The Saudis, in private, are not that unhappy with U.S.-Israeli friendship if it holds the prospect of producing shifts in Israeli positions. And they were greatly pleased by Haig's statement of steadfastness toward Saudi Arabia.
Haig has said repeatedly in public and private that the anti-Soviet activism of the Reagan administration is vital to repairing American fortunes in the area. The regional leaders seemed to approve a more vigorous American role but at the same time some of them, including the Saudis, were concerned in advance of Haig's arrival about how far, how fast, the United States intended to move toward confrontation while its available resources are still in doubt.

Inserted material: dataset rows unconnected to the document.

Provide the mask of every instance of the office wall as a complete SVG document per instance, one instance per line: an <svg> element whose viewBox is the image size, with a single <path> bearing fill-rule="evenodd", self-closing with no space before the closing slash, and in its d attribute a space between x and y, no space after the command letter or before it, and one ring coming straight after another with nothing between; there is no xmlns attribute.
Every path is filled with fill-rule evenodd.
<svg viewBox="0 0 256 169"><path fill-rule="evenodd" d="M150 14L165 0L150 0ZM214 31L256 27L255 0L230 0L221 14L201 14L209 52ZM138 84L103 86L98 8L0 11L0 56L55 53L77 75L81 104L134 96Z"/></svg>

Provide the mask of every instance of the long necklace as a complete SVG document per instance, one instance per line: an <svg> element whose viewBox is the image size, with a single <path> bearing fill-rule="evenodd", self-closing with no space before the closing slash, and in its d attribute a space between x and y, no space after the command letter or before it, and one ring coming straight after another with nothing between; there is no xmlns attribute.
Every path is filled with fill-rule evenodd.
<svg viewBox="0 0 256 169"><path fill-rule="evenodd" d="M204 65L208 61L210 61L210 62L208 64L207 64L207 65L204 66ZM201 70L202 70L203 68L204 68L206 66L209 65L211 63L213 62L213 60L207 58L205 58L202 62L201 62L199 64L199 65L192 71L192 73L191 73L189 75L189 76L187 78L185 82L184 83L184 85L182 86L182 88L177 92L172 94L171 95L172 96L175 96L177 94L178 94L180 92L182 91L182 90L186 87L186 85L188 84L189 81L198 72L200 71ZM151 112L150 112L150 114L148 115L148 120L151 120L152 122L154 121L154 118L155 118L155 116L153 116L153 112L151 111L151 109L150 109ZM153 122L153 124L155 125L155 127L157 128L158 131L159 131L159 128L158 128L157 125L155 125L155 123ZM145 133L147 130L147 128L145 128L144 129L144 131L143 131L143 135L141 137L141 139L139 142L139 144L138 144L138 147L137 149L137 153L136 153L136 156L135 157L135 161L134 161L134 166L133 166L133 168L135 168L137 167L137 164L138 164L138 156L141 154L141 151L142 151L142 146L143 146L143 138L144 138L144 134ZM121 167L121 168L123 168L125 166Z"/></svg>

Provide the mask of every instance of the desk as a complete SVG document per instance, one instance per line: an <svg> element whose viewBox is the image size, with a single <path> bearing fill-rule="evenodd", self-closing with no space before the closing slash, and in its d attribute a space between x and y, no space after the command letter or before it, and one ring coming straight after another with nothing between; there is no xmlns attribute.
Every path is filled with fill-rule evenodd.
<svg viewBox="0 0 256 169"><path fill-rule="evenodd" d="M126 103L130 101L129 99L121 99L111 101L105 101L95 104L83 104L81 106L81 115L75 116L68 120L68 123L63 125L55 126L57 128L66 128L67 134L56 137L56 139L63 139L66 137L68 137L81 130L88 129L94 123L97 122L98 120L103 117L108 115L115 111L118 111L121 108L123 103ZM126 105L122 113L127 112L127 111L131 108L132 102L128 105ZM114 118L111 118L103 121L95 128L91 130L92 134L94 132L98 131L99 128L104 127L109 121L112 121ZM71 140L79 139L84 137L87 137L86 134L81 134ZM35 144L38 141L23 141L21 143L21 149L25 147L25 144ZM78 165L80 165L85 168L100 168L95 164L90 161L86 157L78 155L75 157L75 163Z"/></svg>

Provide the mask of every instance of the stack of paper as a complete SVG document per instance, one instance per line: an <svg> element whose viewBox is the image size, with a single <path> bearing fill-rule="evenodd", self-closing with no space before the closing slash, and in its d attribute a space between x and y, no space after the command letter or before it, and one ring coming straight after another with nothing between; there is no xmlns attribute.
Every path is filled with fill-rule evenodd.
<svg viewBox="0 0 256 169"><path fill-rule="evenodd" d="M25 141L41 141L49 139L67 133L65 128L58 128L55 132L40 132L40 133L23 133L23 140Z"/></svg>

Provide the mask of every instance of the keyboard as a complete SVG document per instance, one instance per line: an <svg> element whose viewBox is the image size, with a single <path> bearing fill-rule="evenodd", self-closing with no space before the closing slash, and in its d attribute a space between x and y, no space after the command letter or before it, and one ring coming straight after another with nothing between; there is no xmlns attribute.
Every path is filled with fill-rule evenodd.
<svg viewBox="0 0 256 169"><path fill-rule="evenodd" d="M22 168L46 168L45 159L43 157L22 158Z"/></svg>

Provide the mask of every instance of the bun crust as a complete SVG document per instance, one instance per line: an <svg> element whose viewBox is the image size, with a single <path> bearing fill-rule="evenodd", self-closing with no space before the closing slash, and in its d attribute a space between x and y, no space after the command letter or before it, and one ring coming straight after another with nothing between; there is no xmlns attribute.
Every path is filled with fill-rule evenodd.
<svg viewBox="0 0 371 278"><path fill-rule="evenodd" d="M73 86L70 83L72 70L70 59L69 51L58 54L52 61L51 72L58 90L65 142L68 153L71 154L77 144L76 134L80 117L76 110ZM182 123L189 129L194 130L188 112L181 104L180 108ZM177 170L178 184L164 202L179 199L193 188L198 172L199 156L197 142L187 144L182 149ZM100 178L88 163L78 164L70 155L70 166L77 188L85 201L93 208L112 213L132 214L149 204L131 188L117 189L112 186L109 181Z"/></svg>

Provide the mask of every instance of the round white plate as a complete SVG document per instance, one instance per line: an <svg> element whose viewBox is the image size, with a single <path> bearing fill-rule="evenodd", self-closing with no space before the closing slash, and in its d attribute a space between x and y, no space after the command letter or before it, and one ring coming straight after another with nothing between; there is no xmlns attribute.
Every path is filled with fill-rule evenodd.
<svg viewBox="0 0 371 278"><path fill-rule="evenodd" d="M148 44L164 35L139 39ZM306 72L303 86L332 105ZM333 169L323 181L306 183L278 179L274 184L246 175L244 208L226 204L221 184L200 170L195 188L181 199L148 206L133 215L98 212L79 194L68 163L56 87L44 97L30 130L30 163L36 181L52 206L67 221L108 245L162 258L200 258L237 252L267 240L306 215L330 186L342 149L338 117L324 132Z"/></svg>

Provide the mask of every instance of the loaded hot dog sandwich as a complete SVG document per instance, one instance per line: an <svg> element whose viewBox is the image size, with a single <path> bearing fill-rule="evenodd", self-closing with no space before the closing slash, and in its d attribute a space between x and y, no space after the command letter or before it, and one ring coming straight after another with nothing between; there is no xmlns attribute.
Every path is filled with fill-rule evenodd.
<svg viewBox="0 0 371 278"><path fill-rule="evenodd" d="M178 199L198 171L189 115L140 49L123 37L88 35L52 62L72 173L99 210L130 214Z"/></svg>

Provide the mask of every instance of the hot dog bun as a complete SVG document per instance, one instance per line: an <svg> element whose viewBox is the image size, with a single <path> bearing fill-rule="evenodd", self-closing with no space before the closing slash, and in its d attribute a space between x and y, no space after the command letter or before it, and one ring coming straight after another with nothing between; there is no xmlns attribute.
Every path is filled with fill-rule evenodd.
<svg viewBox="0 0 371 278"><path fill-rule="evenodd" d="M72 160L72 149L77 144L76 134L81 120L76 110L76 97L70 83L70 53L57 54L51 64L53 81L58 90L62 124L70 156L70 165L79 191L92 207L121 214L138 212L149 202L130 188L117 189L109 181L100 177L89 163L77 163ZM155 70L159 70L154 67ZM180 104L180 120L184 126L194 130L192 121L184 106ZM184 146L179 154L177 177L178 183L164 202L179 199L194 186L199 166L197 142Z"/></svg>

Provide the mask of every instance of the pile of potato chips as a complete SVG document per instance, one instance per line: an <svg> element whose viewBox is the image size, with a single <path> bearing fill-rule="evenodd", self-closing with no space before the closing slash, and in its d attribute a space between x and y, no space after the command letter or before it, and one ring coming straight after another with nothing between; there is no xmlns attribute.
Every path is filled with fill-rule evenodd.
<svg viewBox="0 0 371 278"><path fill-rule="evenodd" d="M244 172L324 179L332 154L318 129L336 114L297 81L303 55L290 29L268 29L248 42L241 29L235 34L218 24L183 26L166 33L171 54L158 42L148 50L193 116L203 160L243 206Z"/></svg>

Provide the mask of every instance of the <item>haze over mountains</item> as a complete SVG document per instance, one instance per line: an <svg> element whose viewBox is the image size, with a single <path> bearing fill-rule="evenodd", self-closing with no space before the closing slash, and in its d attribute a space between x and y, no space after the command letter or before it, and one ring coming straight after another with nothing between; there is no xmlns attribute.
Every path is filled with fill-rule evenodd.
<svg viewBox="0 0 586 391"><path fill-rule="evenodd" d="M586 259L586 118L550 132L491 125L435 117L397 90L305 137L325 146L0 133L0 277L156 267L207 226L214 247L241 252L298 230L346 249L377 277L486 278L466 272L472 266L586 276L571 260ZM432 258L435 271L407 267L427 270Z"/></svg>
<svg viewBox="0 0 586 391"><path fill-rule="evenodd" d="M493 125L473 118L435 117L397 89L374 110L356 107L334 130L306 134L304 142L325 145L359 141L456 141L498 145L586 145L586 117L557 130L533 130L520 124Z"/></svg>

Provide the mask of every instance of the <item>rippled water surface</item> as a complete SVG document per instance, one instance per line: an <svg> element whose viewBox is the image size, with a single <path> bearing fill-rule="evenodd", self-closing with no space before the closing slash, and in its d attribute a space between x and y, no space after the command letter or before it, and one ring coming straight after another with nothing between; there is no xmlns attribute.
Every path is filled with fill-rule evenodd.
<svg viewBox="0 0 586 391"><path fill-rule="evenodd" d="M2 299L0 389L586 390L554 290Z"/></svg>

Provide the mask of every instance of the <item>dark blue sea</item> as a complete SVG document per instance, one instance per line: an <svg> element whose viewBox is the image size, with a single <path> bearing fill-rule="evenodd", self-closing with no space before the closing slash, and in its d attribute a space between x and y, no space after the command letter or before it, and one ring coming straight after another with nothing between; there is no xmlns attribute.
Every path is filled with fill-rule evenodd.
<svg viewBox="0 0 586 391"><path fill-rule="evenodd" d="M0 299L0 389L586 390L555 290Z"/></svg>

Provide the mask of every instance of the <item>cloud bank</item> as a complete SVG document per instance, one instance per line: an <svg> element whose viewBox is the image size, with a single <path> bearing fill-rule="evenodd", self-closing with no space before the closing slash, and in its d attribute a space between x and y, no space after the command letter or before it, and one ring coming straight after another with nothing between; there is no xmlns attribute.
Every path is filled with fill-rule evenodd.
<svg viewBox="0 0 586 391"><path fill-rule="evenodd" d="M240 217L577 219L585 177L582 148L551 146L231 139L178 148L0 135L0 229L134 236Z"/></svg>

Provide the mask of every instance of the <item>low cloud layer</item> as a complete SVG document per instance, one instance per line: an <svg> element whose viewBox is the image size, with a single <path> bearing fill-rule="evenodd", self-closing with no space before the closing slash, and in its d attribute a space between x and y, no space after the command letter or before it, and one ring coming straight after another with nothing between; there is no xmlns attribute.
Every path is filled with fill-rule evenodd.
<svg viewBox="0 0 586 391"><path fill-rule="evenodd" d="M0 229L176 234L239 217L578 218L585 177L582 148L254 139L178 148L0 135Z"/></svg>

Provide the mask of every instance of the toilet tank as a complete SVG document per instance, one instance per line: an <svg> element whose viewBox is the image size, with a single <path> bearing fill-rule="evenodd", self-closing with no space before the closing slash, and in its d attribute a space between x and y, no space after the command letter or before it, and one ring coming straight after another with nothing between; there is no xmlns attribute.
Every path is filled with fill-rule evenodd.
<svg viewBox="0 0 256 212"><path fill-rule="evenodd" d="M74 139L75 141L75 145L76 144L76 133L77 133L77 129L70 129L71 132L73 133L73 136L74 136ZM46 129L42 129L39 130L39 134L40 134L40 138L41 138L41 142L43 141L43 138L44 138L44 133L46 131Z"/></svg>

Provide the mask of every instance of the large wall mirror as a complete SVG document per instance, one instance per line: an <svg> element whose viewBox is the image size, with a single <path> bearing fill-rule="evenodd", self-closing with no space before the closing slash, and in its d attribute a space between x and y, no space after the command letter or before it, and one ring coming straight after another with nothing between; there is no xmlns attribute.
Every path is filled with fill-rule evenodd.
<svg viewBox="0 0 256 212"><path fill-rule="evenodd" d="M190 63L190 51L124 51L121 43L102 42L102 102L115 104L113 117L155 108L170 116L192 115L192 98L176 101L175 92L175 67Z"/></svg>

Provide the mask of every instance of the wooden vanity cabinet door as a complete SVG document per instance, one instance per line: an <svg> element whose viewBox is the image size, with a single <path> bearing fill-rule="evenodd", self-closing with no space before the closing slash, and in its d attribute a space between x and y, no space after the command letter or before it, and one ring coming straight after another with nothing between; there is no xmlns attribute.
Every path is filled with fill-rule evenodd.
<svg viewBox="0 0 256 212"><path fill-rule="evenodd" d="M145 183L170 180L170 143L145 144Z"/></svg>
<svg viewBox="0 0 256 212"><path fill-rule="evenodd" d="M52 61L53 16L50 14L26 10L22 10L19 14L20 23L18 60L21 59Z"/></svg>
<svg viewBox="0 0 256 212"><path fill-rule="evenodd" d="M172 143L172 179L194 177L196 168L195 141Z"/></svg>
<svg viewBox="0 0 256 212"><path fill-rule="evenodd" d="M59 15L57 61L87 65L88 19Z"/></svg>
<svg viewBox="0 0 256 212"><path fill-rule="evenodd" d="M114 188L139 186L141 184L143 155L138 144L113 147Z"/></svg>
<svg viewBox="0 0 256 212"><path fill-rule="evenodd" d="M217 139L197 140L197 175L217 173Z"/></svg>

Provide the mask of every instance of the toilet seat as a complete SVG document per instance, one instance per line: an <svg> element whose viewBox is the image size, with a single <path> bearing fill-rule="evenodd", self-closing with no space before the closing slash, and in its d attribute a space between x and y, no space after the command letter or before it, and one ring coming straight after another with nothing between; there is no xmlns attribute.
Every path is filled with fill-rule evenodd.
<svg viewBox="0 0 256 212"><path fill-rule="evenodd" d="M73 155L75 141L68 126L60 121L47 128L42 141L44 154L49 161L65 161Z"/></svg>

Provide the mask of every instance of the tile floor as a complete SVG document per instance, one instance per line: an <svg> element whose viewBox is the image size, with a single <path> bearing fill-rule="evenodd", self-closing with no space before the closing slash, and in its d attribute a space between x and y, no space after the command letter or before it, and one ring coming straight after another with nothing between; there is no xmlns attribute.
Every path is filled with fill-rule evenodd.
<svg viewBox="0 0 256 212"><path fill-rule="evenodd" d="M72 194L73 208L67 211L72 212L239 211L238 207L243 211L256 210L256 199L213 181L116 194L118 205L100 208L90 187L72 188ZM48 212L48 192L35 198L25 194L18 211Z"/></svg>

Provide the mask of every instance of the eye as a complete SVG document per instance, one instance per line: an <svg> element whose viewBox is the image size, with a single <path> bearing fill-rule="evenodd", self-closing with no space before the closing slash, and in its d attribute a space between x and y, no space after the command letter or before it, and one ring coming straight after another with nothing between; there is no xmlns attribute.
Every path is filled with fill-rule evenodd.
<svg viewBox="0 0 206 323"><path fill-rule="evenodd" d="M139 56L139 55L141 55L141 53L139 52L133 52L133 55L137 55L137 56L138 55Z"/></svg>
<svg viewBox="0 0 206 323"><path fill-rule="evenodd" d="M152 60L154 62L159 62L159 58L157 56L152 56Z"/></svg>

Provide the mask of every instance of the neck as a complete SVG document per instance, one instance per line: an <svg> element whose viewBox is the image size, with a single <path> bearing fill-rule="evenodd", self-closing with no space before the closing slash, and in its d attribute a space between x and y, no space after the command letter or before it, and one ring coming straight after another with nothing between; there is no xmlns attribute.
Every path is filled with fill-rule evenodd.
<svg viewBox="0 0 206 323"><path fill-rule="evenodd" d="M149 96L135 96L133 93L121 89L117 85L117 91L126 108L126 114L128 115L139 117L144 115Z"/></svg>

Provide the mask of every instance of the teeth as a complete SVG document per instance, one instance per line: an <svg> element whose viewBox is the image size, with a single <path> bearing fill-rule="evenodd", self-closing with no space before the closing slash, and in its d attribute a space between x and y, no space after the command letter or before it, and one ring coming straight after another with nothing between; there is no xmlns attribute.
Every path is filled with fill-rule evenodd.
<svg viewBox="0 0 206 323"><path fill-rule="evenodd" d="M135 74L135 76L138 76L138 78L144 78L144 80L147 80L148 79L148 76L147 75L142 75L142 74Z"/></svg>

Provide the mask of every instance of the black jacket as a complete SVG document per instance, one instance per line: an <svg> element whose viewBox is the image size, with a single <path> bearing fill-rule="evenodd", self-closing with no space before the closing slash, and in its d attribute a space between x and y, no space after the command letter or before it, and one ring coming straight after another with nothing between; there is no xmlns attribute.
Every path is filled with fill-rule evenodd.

Haig is reported to have been reassuring on this point.
The least expected piece of business Haig transacted -- and one of the most important -- was over the sudden surge of fighting in Lebanon. In a flurry of official notes and private messages Haig appealed to such diverse actors as Moscow and the Vatican, Syria and Israel, to help put down the fighting.
The diplomatic efforts seem for the moment to have succeeded in preventing the fighting from becoming uncontrollable. But Haig did not help himself or this effort when he denounced Syrian "brutality" from the steps of the Israeli prime minister's office; that sent tremors through the conspiracy-prone Middle East.
A public figure seeking to avoid missteps would hardly select the Middle East snakepit for his first overseas journey. Moreover, the setting, in current circumstances, was far removed from the main focus of American and world attention in Europe, where Defense Secretary Caspar W. Weinberger was speaking and acting for the United States on a previously planned trip. By the time Haig hit Europe, the Polish alarm bells had diminished.
A European hobgoblin, as the famous "senior official" told reporters on the last leg of Haig's trip, involved concern about "repetitive threats on a high level" regarding the situation in Poland. The Europeans "want to be careful," reporters were told, and apparently Haig does, too, believing that an overemphasis on the threat of Soviet military action might be a factor in causing it to happen. In his view the threat to Poland during the past week never went beyond the political level.
Haig turned aside public and private opportunities while in Europe to criticize Defense Secretary Weinberger, who laid down a trail of high-profile statements regarding Poland while Haig was plodding through the Middle East. One of the most sensational stories from the Weinberger party -- U.S. consideration of major arms sales to China in case the Russians invade Poland -- received no support on the Haig plane.
At the outset of this 18,000-mile shakedown cruise, Haig made known that he had no rabbits ready to pull out of a hat. He was as good as his word.